Aydın Doğan 2 yıl sonra konuştu: Penguen belgeseli şapşallıktı

Aydın Doğan yaptığı açıklamada, Haziran Direnişi'nin ilk günlerinde penguen belgeseli yayınlayan kanalı CNNTürk'ün yaptığının 'şapşallık' olduğunu söyledi.

Aydın Doğan, Haziran Direnişi başladığı sırada Doğan grubu yayınlarından CNNTürk'te penguenlerle ilgili belgesel gösterilmesi konusunda ilk kez konuştu. Doğan, "O tamamen bir şapşallık. Yani bir kasıt falan değil" dedi. Doğan, protestolara neden olan belgesel yayını konusunda Doğan Holding Yönetim Kurulu Başkanı olan kızı Begümhan Doğan Faralyalı'nın "Ne yapıyorsunuz siz? Belgesel yayınlıyorsunuz" diyerek kendisini uyardığını söyledi.

T24'den Sinem Babul'un haberine göre Aydın Doğan bu açıklamayı, görüşleri nedeniyle işsiz bırakılan gazetecileri ve bu bağlamda medyaya yapılan baskıları ele alan "Persona Non Grata" adlı belgeselde dile getirdi. Belgeselde, görüş, haber ve yazıları nedeniyle işsiz bırakılan gazetecilerin hikâyeleri, kendi anlatımlarıyla dile getiriliyor.

Aydın Doğan'ın T24'teki açıklamalar şöyle:

(Gezi olayları sırasında CNN Türk'te penguen belgeseli gösterilmesini değerlendiriyor) O tamamen bir şapşallık. Yani bir kasıt falan değil. Gece 12’den sonra yahut gece yarısından sonra tam saati bilmiyorum, otomatiğe bağlıyorlar. Geceye bir kişi kalıyor. Ötekiler programı otomatiğe bağlamış gitmişler. Sabahleyin benim en küçük kızım holdingin Yönetim Kurulu Başkanı Begümhan da geldi "Ne yapıyorsunuz siz" dedi, "Ne yapıyoruz" dedim. "Belgesel yayınlıyorsunuz" dedi. Ondan sonra, erken saatte bunu söyledi. Biz oradan fark ettik. Meslek kazası olmuştur. Hiçbir kasıt yoktur. Hükümet bunu o dönemde kasten yaptılar dediler. Hayır biz öyle şeyde değil, tamamen mesleki bir hatadır.

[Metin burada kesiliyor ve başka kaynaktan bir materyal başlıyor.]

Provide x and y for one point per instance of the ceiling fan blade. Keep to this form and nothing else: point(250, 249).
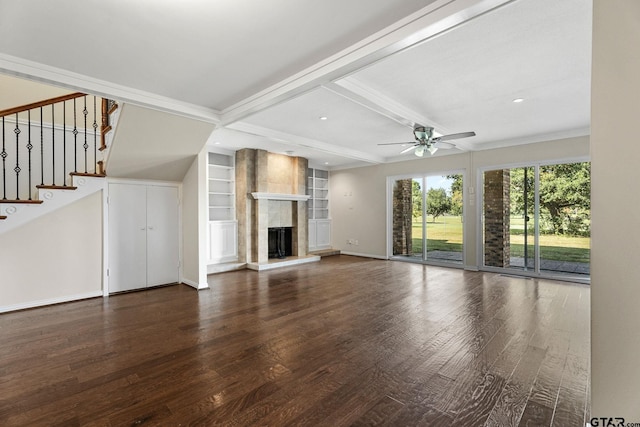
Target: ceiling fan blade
point(454, 136)
point(409, 149)
point(445, 145)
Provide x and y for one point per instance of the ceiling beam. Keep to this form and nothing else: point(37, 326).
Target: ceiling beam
point(356, 91)
point(432, 20)
point(299, 141)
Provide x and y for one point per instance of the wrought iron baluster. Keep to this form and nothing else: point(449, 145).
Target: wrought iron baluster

36 yıldır gazete sahipliği yapıyorum. Ne 28 Şubat döneminde, ne de bu siyasi iktidar döneminde, ne de bundan önceki siyasi iktidarlar döneminde ben grubumdan hiçbir gazeteciyi  baskıyla ya da başkalarının isteğiyle kurumumdan atmadım. 2007 yılından sonra bizim grubumuz, hepinizin bildiği gibi o konuda fazla şey yapmayacağım, bir vergi belasıyla fazla haksız yere, hiç olmadık yere fazla sıkıştırıldı. Biz de küçülelim diye başladık ve gazetelerimi satmak istedim. Milliyet ile Vatan’ı ve Star’ı sattım. Zamanın ruhu diyeyim buna.

Bir önemli ölçüde yandaş diyorlar ama ben onu sevmiyorum.  Hükümet yanlısı yayın organları çıkt. Reklamların bizim gruplar tarafından alınmasını mesele etmeye başladılar. Biz bu endişeyle ekonomiye gidelim malesef gazetelerde ve televizyonlarda ekominin birinci yolu da insan tasrrufundan geçiyor. Biz de o bakımdan epeyce arkadaşımızla istemeyerek yollarımızı ayırdık. Zaman zaman bağrımıza taş basarak kırgınlıklar küskünlükler oluyor. Çok sevdiğimiz arkadaşlarla yollarımızı ayırmak durumunda kalıyoruz. Bu da bizi üzüyor ama ne yapalım. Çoğunluğun  geleceği için bazı azınlıklardan fedakârlık ediyoruz. Bütün bunların sonunda ben 36 yıldır hiç hata yapmadım demiyorum. Ben de sütten çıkmış ak kaşık değilim. Ne hataları yaptık. Gazetelerimde de ne hatalar vardır. Mutlaka.

Vergiyi hiçbir şart altında bana haklıdır dedirttiremezsiniz ama vergiyi de daha fazla konuşmak istemiyorum. Çünkü yine ah çekeceğim o zaman bütün her şey dökülecek, onu yapmak istemiyorum. Şu an ister kes, ister kesme. Sen de beni bu vergi işinde fazla sıkıştırma. Tuluhan şekerim sen de beni çok sıkıştırıyorsun. Hadi git.